Miss Peregrine’s Home for Peculiar Children Review
Miss Peregrine’s Home for Peculiar Children is the right type of film for Burton to make us forget Alice in Wonderland. The premise – even though it sounds like a Gothic X-men – is a toy box of horrors that he can play with.
The movie features flashes of the director’s dark whimsical inventiveness. Changes from the book created menacing Hollowgasts whose diet of choice makes them creepier than they were in the book. This results in haunting images of victims that you would expect from Burton. Ms. Peregrine’s quaint orphanage, which is stuck in a time loop in the 1940s, looks charming.
Eva Green, who could be the new replacement for Helen Bonham Carter, is perfectly cast as the enigmatic headmistress. The rest of the cast also did well even though they have little to do as they become props around Jake.

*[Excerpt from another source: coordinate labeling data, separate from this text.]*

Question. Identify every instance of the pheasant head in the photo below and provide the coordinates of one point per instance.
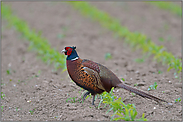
(70, 52)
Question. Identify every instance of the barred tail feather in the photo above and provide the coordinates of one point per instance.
(138, 92)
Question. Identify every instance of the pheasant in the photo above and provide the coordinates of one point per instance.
(94, 77)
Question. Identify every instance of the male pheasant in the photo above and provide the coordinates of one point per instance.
(94, 77)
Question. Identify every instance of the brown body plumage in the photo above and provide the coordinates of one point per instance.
(94, 77)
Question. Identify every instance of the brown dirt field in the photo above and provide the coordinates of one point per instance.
(46, 94)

Samuel L. Jackson delivers a typecasted performance but he makes it work.
Unfortunately, these potential elements get wasted as the movie turns into a mediocre YA blockbuster.
Instead of exploring the world of the peculiar children, the plot revolves around the cliched self-actualization of a boy. This comes with all the YA tropes – the family mythology, boy meets girl romance and a caricature nemesis. It’s not exactly Asa Butterfield’s fault. Jake sticks out like plain furniture in a room filled with interesting curios.
It doesn’t help that the plot has bad pacing. It starts slow and rushes towards the end, becoming less interesting and more generic by the third act. You get a glimpse of the children’s abilities in action, but they’re too little too late. After all, this is really about Jake getting the girl with big doe eyes.
In the end, what you get is an interesting idea turned into YA fodder. Whatever peculiarity that the movie shows is just a thin veneer. As long as you keep your expectations low from the movie and Tim Burton, it’s enjoyable enough as a distraction.
Miss Peregrine's Home for Peculiar Children
Miss Peregrine's Home for Peculiar Children benefits from Burton's direction, but its dragged down by a mediocre YA Story.